Нас осталось двое. Настала тишина, покой. Я снова погрузился в думы о скитаниях, о голубых городах со странными именами, о зеленом сиянье тропических лесов, о гаванях, раскинутых, как птицы, о неколеблемых ветрами морях. Я думал об этом настойчиво, непрерывно, улыбаясь самому себе, как помешанный. Я дошел до того, что часами мог останавливать мысль на незначительном образе, испытывая непередаваемое наслаждение.

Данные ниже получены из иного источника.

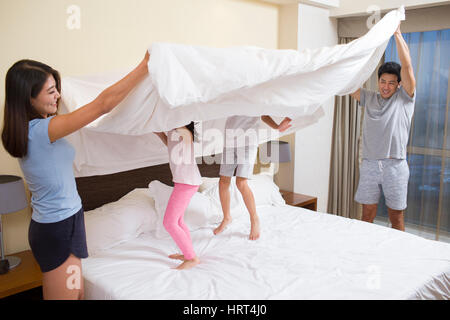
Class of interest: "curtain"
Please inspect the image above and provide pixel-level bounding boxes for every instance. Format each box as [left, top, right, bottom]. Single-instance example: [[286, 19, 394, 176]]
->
[[377, 29, 450, 242], [327, 37, 362, 219]]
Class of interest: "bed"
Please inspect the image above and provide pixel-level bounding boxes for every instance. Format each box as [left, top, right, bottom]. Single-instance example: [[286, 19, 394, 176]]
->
[[76, 160, 450, 300]]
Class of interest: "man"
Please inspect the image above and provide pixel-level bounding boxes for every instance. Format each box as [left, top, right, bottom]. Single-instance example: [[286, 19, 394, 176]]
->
[[214, 116, 291, 240], [351, 25, 416, 231]]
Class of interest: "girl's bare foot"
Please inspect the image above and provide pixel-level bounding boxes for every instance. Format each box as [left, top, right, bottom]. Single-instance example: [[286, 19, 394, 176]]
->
[[175, 257, 200, 270], [248, 217, 260, 240], [214, 217, 232, 235], [169, 253, 185, 261]]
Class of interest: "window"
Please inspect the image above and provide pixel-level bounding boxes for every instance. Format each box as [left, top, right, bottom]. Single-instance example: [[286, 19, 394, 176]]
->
[[377, 29, 450, 242]]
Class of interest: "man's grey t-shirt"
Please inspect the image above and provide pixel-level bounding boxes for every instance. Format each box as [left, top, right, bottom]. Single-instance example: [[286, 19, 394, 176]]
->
[[359, 87, 416, 160]]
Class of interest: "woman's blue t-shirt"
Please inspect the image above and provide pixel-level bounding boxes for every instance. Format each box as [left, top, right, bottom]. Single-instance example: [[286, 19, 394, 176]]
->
[[19, 117, 81, 223]]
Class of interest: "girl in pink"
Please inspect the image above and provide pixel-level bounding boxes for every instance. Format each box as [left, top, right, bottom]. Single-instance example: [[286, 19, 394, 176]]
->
[[156, 122, 202, 270]]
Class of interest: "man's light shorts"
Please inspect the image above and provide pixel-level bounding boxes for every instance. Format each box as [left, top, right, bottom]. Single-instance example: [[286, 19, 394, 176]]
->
[[355, 159, 409, 210], [219, 146, 258, 179]]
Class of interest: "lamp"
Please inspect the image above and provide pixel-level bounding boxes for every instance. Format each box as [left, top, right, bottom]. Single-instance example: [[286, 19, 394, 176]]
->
[[259, 140, 291, 176], [0, 175, 28, 274]]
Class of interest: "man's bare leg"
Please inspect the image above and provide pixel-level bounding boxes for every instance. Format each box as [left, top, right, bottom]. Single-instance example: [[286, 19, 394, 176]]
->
[[236, 177, 260, 240], [214, 176, 232, 234], [388, 208, 405, 231], [361, 204, 378, 223]]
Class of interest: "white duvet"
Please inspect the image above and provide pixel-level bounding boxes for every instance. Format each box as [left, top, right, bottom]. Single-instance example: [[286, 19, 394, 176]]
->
[[83, 206, 450, 300], [61, 7, 405, 176]]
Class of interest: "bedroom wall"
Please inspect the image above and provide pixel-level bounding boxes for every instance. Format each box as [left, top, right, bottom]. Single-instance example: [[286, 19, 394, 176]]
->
[[294, 4, 338, 212], [0, 0, 279, 254]]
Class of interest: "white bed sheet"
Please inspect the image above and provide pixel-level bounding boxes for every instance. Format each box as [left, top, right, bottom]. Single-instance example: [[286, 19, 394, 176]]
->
[[82, 206, 450, 300]]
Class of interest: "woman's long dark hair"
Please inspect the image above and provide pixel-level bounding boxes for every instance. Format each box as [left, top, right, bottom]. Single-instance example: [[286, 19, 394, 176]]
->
[[2, 60, 61, 158]]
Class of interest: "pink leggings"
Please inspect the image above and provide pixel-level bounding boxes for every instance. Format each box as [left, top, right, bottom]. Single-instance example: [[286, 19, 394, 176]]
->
[[163, 183, 199, 260]]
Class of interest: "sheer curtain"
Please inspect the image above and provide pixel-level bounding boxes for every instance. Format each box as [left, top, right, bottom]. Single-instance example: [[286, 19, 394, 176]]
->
[[327, 37, 384, 219], [377, 29, 450, 242]]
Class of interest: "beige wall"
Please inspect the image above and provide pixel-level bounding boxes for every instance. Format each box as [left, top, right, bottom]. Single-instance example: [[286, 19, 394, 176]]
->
[[294, 4, 338, 212], [330, 0, 450, 18], [0, 0, 278, 254]]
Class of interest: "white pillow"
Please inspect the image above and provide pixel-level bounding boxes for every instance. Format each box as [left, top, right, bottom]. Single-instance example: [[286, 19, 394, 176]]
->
[[148, 180, 222, 238], [248, 174, 286, 206], [84, 188, 157, 256], [202, 174, 286, 211]]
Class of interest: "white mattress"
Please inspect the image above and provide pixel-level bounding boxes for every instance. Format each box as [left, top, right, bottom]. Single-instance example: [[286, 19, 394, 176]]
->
[[83, 206, 450, 300]]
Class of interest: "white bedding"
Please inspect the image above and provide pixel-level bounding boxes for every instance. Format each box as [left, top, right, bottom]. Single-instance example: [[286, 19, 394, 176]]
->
[[59, 7, 405, 177], [82, 206, 450, 300]]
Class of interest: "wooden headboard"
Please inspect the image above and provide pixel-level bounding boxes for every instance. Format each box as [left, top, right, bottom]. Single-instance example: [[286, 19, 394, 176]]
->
[[75, 157, 220, 211]]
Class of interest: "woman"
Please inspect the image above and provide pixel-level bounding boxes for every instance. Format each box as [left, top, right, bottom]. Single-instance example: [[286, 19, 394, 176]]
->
[[156, 122, 202, 270], [2, 52, 149, 300]]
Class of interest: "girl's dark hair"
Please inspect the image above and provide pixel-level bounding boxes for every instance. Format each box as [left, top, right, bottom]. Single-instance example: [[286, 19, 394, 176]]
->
[[378, 62, 402, 82], [185, 121, 197, 141], [2, 60, 61, 158]]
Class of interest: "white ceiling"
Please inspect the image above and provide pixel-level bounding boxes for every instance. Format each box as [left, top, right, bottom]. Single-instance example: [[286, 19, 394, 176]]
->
[[260, 0, 339, 8]]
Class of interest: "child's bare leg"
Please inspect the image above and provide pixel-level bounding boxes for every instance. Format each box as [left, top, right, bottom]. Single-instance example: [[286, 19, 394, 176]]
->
[[169, 253, 186, 261], [236, 177, 260, 240], [214, 176, 231, 234]]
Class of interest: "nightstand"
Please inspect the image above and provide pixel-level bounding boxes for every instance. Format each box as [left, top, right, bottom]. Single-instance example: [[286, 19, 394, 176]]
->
[[0, 250, 42, 299], [280, 190, 317, 211]]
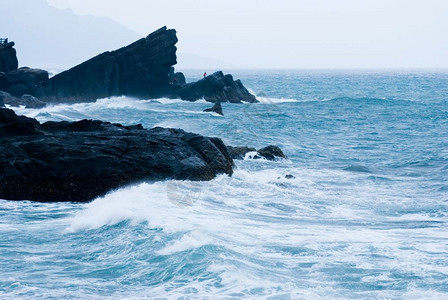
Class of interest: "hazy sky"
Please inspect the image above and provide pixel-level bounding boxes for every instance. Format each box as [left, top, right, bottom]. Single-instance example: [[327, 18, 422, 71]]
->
[[48, 0, 448, 68]]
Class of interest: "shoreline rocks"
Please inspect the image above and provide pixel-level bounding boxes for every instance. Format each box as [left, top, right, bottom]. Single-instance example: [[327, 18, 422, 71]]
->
[[227, 145, 288, 160], [0, 39, 19, 73], [41, 27, 177, 103], [203, 101, 224, 116], [178, 71, 258, 103], [0, 108, 233, 202], [0, 27, 258, 103]]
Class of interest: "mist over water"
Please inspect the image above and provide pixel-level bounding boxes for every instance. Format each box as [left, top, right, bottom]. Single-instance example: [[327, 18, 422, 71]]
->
[[0, 71, 448, 299]]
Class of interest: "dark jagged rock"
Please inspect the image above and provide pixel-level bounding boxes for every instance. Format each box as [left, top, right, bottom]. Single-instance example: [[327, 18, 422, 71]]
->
[[41, 27, 177, 103], [169, 67, 187, 85], [0, 108, 233, 202], [0, 27, 258, 103], [0, 67, 48, 97], [227, 145, 287, 160], [204, 101, 224, 116], [173, 72, 187, 85], [227, 146, 257, 159], [257, 145, 286, 160], [0, 91, 46, 108], [0, 40, 19, 73], [178, 71, 258, 103]]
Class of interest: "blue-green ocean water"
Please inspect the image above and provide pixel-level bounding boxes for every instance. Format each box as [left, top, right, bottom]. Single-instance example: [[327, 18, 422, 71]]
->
[[0, 71, 448, 299]]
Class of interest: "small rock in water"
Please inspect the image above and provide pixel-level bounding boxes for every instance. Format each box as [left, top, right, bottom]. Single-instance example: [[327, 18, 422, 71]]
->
[[257, 145, 286, 160]]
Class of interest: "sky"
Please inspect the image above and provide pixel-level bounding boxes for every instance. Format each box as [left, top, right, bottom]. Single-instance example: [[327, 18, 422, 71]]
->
[[14, 0, 448, 69]]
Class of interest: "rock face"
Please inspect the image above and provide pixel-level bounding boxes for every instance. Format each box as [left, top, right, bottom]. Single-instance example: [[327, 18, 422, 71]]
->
[[204, 101, 224, 116], [169, 67, 187, 85], [257, 145, 286, 160], [41, 27, 177, 103], [0, 40, 19, 73], [0, 27, 258, 103], [227, 145, 287, 160], [178, 71, 258, 103], [0, 67, 48, 97], [0, 108, 233, 202], [227, 146, 257, 159]]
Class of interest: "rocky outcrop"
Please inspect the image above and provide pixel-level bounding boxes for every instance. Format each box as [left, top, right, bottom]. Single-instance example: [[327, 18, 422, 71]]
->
[[0, 27, 258, 103], [0, 67, 48, 97], [169, 67, 187, 85], [227, 146, 257, 159], [227, 145, 287, 160], [0, 91, 46, 108], [257, 145, 286, 160], [41, 27, 177, 103], [0, 108, 233, 202], [204, 101, 224, 116], [0, 40, 19, 73], [177, 71, 258, 103]]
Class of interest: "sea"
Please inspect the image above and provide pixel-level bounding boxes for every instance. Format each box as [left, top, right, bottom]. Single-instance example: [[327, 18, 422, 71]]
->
[[0, 70, 448, 299]]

Помню один. Я видел вывеску фруктовой лавки в Рио-де-Жанейро, вывеску желтого цвета с черной надписью. Я видел внутри белые мраморные столики, на них бледным огнем горели бокалы с фруктовым соком. Густое небо синим пламенем сверкало в чисто вымытых стеклах. И я, гравер из местечка Клецк, Минской губернии, сидел за столом, закинув нога за ногу, лениво курил, перелистывал иллюстрированные журналы и смотрел в глаза смеющихся женщин.
Мне надо было в порт, я не спешил, и было радостно от мысли, что я медленно пройду по шелестящим пальмами улицам, буду пересекать площади, где шуршат фонтаны тепловатой воды, пока впереди, в дыму океанских труб, в легком покачивании мачт не задымится зеленый, кипящий прибоем залив.
И я, гравер из местечка Клецк, разденусь и буду купаться в водах океана, и мое бронзовое тело будет пахнуть не медью и не кислятиной нищенской кухни, а йодом и жгучей солью океанской глубины.
Границы были закрыты, и мне посоветовали ехать в Палестину через Батум – оттуда, мол, легче пробраться. И я уехал.
Уехал кружным путем через Ростов и Кавказ. В дороге я испытывал ощущение радости от сухих стекленеющих степей, от широких станиц, от голубых гор, сверкнувших за Кубанью, от крынок с топленым молоком и желтых ноздреватых бубликов, что выносили к поезду казачки.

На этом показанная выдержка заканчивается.